This post could also be subtitled “Residual deviance isn’t the whole story.”
My favorite book on logistic regression is by Dr Joseph Hilbe, Logistic Regression Models, CRC Press, 2009, Chapman & Hill. It is a solidly frequentist text, but its discussion of models and rich examples make that besides the point. Except in one case. In Section 15.2.1, Professor Hilbe writes:
When exact methods fail while using LogXact or SAS as a result of memory limitations, it is recommended that estimation be attempted using Monte Carlo sampling methods. There are two such methods employed by the software: the Direct Monte Carlo sampling method of Mehta et al. (2000) and the Markov Chain Monte Carlo (MCMC) sampling method, which is based upon the Gibbs sampling algorithm proposed by Forster et al. (1996). However, Mehta et al. (2000) demonstrated that the MCMC method can lead to incorrect results and recommend that it only be used when all other methods fail. We suggest that it not be used even in those circumstances, and that there are methods not based on Monte Carlo sampling that can be used to approximate exact statistical results. We discuss these methods in the two next sections.

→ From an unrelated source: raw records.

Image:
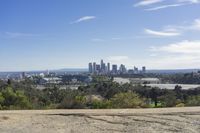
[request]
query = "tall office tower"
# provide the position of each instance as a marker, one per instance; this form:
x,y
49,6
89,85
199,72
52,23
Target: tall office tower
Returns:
x,y
102,64
103,69
23,75
143,69
98,68
90,67
108,67
94,67
135,70
114,69
122,69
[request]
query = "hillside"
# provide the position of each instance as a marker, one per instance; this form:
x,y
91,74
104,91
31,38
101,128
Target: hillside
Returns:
x,y
101,121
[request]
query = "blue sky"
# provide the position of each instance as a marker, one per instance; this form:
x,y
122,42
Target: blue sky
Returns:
x,y
53,34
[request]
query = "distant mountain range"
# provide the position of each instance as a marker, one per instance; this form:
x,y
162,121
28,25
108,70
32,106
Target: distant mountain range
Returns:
x,y
170,71
167,71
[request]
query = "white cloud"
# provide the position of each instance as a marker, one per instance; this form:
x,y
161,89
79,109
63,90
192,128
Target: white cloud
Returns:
x,y
195,25
190,1
147,2
163,7
175,30
17,35
184,47
184,54
117,58
84,18
162,33
162,4
97,40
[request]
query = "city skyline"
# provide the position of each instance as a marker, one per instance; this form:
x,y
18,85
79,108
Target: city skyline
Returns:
x,y
49,34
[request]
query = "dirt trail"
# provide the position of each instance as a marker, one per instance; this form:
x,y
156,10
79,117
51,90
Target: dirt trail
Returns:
x,y
184,120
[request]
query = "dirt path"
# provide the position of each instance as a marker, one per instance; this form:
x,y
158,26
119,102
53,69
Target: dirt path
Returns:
x,y
184,120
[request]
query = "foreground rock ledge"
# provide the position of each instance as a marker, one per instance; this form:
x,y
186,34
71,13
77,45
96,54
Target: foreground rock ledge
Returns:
x,y
184,120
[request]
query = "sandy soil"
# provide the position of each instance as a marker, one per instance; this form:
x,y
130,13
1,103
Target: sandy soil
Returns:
x,y
184,120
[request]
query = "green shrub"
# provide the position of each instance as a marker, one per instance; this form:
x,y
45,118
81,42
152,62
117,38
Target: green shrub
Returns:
x,y
127,100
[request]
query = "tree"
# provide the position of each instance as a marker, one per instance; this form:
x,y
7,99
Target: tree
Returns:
x,y
168,99
154,93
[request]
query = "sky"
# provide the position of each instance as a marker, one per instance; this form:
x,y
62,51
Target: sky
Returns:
x,y
54,34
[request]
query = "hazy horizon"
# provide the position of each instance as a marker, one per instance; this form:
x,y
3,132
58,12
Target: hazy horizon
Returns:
x,y
49,34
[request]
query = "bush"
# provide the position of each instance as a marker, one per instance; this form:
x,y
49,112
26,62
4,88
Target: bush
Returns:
x,y
14,100
193,101
99,104
127,100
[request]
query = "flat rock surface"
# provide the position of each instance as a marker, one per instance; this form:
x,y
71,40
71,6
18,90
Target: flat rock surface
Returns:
x,y
184,120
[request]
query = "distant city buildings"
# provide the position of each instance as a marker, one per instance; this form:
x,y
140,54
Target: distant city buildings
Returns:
x,y
103,69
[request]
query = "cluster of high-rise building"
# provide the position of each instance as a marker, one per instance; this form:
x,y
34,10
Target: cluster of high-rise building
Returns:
x,y
106,68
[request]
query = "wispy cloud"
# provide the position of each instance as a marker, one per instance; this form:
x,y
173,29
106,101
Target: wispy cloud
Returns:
x,y
97,40
184,54
162,4
84,18
147,2
17,34
174,30
163,7
117,58
184,47
161,33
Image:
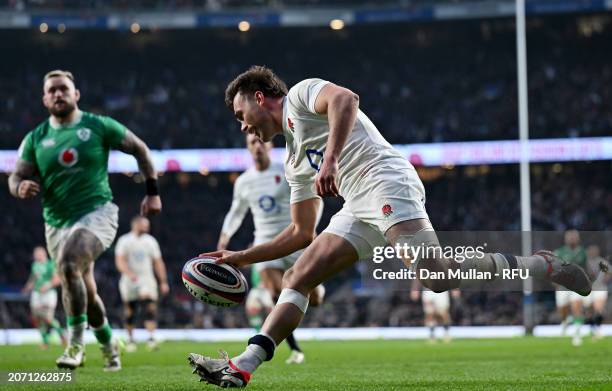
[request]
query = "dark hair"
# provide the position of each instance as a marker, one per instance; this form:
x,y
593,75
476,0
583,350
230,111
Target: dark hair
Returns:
x,y
256,78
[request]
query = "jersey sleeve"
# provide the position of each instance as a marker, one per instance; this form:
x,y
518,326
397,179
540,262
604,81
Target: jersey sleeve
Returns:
x,y
301,191
120,248
114,131
26,149
237,211
304,94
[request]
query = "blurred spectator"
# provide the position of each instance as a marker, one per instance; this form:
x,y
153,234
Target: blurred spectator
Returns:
x,y
451,81
563,196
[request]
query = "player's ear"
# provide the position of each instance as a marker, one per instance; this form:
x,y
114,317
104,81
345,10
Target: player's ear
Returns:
x,y
259,97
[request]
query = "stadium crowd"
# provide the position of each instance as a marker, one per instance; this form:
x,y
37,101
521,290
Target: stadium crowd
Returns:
x,y
208,5
482,198
453,81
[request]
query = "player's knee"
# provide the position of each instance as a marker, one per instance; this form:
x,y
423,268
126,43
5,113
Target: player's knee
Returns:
x,y
69,268
150,310
288,277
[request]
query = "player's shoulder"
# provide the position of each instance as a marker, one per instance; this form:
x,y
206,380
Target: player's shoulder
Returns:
x,y
38,132
96,119
149,238
307,83
277,168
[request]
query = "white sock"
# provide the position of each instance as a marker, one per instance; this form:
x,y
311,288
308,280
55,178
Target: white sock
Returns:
x,y
251,358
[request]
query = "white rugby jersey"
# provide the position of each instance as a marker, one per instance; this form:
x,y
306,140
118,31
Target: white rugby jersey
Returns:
x,y
266,193
306,134
140,251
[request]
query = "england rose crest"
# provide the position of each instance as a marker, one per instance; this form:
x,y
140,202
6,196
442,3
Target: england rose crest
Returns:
x,y
387,210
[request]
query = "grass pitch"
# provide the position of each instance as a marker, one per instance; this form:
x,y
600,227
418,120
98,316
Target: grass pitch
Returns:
x,y
500,364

Now, strictly speaking, Professor Hilbe is apparently referring to capabilities in LogXact or SAS or both, not to MCMC methods everywhere. I am not familiar with these features of LogXact or SAS, so I cannot speak to that. But this was published in 2009, and a good many methods for generalized linear models (“GLMs”) which do successfully use MCMC, even for binomial logistic regression. Some of them do not use Gibbs samplers and it seems that steering students of the problem away from these methods under any circumstances without this qualification is overdone.
There should also be a proper separation of concerns here. One the one hand there is binomial logistic regression, whose shoals present threats to general algorithms for GLMs whose non-linear optimizers, often based upon Newton methods, can founder. Separation is one such problem. It is common for authors of functions in packages intended to solve logistic regression to test them on such cases. The other is the viability of Markov Chain Monte Carlo (“MCMC”) methods, such as those criticized by Hilbe and Mehta, et al. I had a quick look at results based upon:
J. J. Forster, J.W. McDonald, P. W. F. Smith, “Monte Carlo exact conditional tests for log-linear and logistic models”, Journal of the Royal Statistical Society B, 1996, 58, 445-453 (*).
Specifically, I consulted:
D. Zamar, B. McNeny, J. Graham, “elrm: Software implementing exact-like inference for logistic regression models“, Journal of Statistical Software, October 2007, 21(3).
They report that the Forster et al. (1996) technique cited by Hilbe and Mehta, et al. (2000) is indeed a Gibbs sampler, but that
J. J. Forster, J. W. McDonald, P. W. F. Smith, “Markov Chain Monte Carlo exact inference for Binomial and Multinomial logistic regression models”, Statistics and Computing, 2003, 13, 169-177.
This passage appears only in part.